Pensez à tirer parti de l'évolution de la culture pop. La combinaison de mots et d'images peut être abordée de différentes manières. Je ne sais pas comment Matthew Inman aurait pu gagner sa vie dans les décennies précédentes, mais Wiki estime que son site The Oatmeal lui a rapporté environ 500 000 dollars (grâce au merchandising et à la publicité) en 2012. En 2014, il a ajouté un calendrier et des livres à sa production. L'art d'Allie Brosch, que peu de gens auraient apprécié au siècle dernier, ajoute un impact puissant à son texte sur son site Hyperbole and a Half (et son livre dérivé). Si vous n'êtes pas à l'aise avec un stylo, un pinceau ou un stylet ? De nos jours, vous pouvez créer vos propres fumetti, grâce aux appareils photo numériques et à la composition électronique, en combinant des photos de montage avec des ballons et des légendes, comme l'a fait Harvey Kurtzman dans Help !

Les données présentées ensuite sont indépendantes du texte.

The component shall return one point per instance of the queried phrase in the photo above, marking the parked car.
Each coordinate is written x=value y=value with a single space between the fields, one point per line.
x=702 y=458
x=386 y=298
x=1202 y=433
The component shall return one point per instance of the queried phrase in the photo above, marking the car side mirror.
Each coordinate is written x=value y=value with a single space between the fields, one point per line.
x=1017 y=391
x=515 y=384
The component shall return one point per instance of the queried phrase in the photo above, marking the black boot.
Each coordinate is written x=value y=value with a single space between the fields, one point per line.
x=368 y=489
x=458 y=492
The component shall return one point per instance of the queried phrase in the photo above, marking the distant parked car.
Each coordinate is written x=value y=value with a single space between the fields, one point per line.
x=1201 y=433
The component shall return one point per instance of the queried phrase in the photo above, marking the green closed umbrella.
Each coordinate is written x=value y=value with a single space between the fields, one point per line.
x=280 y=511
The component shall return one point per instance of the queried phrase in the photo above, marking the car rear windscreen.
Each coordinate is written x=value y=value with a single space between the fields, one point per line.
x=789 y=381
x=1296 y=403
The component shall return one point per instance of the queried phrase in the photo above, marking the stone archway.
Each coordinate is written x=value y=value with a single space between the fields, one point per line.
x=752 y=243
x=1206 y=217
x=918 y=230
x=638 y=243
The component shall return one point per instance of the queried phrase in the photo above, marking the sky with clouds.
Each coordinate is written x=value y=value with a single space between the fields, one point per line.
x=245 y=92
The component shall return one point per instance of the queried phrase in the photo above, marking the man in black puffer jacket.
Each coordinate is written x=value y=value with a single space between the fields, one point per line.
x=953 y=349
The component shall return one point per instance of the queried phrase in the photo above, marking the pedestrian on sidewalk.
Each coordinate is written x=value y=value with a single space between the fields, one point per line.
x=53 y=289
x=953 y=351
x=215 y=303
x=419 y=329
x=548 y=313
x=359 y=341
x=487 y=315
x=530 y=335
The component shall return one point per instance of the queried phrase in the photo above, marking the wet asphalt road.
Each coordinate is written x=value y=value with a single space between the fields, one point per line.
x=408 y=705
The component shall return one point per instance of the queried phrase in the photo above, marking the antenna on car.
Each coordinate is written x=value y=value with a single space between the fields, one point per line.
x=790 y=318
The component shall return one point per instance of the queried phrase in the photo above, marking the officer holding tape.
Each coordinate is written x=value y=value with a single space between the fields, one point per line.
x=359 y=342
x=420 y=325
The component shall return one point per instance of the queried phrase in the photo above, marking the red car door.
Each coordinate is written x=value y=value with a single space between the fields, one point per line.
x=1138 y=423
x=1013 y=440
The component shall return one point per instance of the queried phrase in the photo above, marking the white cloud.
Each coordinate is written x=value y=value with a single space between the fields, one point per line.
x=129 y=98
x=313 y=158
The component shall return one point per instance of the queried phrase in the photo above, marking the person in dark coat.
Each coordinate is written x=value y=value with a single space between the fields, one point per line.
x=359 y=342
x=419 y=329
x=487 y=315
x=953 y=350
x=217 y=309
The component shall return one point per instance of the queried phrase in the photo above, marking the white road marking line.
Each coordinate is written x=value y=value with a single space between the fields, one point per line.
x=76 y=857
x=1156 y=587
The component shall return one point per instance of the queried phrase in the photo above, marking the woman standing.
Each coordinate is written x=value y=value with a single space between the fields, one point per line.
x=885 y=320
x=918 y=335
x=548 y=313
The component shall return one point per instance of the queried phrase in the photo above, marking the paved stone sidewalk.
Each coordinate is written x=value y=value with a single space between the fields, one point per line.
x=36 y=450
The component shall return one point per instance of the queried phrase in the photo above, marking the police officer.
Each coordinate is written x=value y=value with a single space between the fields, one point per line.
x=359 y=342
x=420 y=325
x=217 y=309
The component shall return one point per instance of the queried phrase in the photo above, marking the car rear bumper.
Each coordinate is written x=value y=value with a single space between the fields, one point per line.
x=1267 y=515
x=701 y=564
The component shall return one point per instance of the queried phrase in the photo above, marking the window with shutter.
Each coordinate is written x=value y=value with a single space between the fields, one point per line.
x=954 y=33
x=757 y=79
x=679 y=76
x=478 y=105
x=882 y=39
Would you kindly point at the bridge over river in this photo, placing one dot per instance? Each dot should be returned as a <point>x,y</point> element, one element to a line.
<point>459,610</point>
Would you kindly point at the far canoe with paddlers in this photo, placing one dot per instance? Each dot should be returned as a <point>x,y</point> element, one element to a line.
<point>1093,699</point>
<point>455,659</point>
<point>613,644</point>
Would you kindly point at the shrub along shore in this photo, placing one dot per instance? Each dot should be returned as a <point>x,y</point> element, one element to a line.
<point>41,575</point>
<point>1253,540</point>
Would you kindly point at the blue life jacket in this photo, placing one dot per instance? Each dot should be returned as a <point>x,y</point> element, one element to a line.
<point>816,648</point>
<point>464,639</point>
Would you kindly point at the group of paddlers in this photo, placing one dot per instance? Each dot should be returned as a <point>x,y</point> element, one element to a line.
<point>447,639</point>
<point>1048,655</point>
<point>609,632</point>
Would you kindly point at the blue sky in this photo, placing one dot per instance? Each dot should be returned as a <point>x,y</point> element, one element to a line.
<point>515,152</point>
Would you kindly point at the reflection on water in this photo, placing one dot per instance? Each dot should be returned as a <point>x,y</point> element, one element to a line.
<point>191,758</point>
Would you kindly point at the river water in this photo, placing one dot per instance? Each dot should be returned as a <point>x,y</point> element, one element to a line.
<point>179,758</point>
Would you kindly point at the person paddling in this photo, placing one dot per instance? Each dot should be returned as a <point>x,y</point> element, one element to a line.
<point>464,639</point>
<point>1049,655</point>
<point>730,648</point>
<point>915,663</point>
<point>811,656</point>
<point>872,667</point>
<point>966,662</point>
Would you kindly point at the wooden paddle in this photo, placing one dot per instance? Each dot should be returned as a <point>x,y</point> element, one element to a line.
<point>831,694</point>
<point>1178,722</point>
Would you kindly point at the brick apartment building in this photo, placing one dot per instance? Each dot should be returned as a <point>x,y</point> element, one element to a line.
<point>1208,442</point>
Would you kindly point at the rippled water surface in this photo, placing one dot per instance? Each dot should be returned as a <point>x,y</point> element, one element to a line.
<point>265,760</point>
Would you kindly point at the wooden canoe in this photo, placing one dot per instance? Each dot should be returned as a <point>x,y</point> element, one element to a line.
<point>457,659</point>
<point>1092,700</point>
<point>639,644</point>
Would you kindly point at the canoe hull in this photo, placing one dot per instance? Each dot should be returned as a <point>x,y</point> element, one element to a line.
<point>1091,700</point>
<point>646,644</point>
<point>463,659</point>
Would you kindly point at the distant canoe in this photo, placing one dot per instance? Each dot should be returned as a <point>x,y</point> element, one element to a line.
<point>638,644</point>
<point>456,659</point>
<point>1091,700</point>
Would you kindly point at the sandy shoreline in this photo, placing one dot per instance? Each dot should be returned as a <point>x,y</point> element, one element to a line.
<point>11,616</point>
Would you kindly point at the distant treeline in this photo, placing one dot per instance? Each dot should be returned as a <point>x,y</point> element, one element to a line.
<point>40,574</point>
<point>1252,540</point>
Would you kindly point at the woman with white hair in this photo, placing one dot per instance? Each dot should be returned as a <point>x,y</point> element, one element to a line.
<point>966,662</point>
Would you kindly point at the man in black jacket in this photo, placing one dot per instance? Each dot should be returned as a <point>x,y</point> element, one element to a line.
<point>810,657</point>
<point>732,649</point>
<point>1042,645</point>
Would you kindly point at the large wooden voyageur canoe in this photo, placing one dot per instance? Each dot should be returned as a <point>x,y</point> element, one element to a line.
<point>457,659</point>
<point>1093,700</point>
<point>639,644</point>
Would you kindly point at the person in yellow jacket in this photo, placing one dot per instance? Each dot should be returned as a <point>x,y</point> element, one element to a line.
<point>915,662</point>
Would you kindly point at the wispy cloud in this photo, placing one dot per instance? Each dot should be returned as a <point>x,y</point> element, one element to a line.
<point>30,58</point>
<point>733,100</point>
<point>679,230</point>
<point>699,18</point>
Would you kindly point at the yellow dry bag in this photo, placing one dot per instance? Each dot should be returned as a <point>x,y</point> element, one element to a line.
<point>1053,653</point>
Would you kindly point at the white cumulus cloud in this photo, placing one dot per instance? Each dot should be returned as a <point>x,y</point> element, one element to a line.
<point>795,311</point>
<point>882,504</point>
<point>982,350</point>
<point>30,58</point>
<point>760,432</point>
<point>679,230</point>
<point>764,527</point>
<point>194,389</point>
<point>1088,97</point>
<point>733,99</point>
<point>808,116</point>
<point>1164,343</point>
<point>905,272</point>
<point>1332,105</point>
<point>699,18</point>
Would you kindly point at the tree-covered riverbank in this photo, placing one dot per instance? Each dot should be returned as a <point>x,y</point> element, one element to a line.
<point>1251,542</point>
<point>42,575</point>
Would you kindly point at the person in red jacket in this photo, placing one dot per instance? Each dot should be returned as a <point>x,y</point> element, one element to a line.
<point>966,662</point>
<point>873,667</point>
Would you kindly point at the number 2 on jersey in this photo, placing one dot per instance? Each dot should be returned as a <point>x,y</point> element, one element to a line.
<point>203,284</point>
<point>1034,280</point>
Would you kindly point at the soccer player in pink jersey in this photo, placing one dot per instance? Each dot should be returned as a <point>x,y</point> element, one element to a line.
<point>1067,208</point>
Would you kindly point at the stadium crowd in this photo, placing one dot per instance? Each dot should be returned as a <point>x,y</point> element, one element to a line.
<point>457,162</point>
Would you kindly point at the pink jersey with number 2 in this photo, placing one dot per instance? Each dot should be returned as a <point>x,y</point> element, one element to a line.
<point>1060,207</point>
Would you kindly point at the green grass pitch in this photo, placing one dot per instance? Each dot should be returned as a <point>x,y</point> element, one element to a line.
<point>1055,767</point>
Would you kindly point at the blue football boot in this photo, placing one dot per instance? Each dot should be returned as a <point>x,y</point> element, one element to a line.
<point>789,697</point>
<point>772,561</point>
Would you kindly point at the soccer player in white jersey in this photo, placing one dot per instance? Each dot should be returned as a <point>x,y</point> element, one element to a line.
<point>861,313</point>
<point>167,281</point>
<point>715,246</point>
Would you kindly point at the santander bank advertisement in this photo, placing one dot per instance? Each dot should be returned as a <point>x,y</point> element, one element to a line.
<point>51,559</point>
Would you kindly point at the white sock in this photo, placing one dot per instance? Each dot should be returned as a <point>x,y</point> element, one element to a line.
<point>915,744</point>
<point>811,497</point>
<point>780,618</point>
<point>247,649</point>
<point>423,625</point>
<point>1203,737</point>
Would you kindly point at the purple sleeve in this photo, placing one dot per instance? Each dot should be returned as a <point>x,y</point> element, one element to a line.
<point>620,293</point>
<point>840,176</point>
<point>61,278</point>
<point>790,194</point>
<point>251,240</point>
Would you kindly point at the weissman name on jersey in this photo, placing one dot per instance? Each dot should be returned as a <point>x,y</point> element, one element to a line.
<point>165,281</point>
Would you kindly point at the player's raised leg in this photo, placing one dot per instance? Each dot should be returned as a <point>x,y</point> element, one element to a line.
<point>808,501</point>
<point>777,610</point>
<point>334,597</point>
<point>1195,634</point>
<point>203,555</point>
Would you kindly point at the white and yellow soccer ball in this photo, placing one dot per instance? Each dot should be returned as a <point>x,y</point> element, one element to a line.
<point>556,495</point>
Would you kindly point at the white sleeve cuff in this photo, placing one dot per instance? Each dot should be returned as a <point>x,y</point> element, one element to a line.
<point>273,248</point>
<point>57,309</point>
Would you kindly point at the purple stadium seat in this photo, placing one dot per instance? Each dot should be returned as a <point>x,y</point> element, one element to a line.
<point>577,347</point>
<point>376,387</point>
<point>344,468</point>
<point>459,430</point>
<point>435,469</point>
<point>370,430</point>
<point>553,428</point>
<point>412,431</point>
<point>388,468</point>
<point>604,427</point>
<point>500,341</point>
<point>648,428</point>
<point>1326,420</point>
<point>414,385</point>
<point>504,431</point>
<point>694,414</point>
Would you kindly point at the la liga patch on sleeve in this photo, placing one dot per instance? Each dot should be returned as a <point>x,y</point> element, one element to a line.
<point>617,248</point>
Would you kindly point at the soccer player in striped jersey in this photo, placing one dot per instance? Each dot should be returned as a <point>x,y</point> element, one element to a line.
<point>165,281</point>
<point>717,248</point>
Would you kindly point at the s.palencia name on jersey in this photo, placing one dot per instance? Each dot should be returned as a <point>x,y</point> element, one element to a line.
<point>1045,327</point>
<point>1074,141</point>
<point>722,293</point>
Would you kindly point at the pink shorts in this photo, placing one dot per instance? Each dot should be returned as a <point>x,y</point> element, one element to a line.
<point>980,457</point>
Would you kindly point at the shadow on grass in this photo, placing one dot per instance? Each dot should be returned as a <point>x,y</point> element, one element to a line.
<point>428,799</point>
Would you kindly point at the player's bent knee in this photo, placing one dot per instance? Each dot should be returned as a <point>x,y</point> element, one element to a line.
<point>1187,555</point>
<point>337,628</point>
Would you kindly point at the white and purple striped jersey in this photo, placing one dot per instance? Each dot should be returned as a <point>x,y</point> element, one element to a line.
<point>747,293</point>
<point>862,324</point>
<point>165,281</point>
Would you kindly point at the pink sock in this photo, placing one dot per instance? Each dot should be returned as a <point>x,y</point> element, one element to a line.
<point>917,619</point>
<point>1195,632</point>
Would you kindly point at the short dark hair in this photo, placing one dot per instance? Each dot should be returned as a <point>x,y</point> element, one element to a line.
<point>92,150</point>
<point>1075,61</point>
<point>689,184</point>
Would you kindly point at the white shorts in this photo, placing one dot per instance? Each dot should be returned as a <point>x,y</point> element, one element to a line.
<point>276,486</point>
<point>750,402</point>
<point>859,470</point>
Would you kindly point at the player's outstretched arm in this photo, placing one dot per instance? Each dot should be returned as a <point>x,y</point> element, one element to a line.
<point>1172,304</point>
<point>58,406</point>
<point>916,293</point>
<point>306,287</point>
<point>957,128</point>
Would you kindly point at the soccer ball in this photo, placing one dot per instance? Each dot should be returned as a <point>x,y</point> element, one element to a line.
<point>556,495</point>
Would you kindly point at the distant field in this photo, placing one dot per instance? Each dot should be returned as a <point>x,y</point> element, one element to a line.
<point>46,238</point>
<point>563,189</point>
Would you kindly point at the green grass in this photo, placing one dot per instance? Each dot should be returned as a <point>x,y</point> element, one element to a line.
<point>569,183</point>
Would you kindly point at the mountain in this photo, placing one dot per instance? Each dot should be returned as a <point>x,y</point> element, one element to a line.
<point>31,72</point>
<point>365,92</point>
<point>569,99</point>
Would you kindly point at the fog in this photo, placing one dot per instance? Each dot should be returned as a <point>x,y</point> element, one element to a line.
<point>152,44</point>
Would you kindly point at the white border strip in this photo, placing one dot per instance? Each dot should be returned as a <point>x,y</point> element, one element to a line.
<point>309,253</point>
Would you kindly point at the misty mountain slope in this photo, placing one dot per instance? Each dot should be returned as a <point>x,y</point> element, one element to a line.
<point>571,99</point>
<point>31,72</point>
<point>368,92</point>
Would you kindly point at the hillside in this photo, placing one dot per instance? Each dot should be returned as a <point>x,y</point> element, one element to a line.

Tenez compte de vos objectifs éventuels ainsi que des possibilités d'emploi actuelles. Peter David a commencé par un hobby d'écrivain et d'éditeur de fanzines, est allé travailler pour Marvel dans son service de promotion, et a fini par devenir un professionnel très apprécié des fans. Paul Levitz a commencé par un hobby de journaliste et d'éditeur de fanzines, est allé travailler pour DC, et ... vous voyez l'idée.

Comment envisagez-vous de commencer ? Qu'espérez-vous faire ?


Maggie 's World de Maggie Thompson paraît le premier mardi de chaque mois ici sur Toucan !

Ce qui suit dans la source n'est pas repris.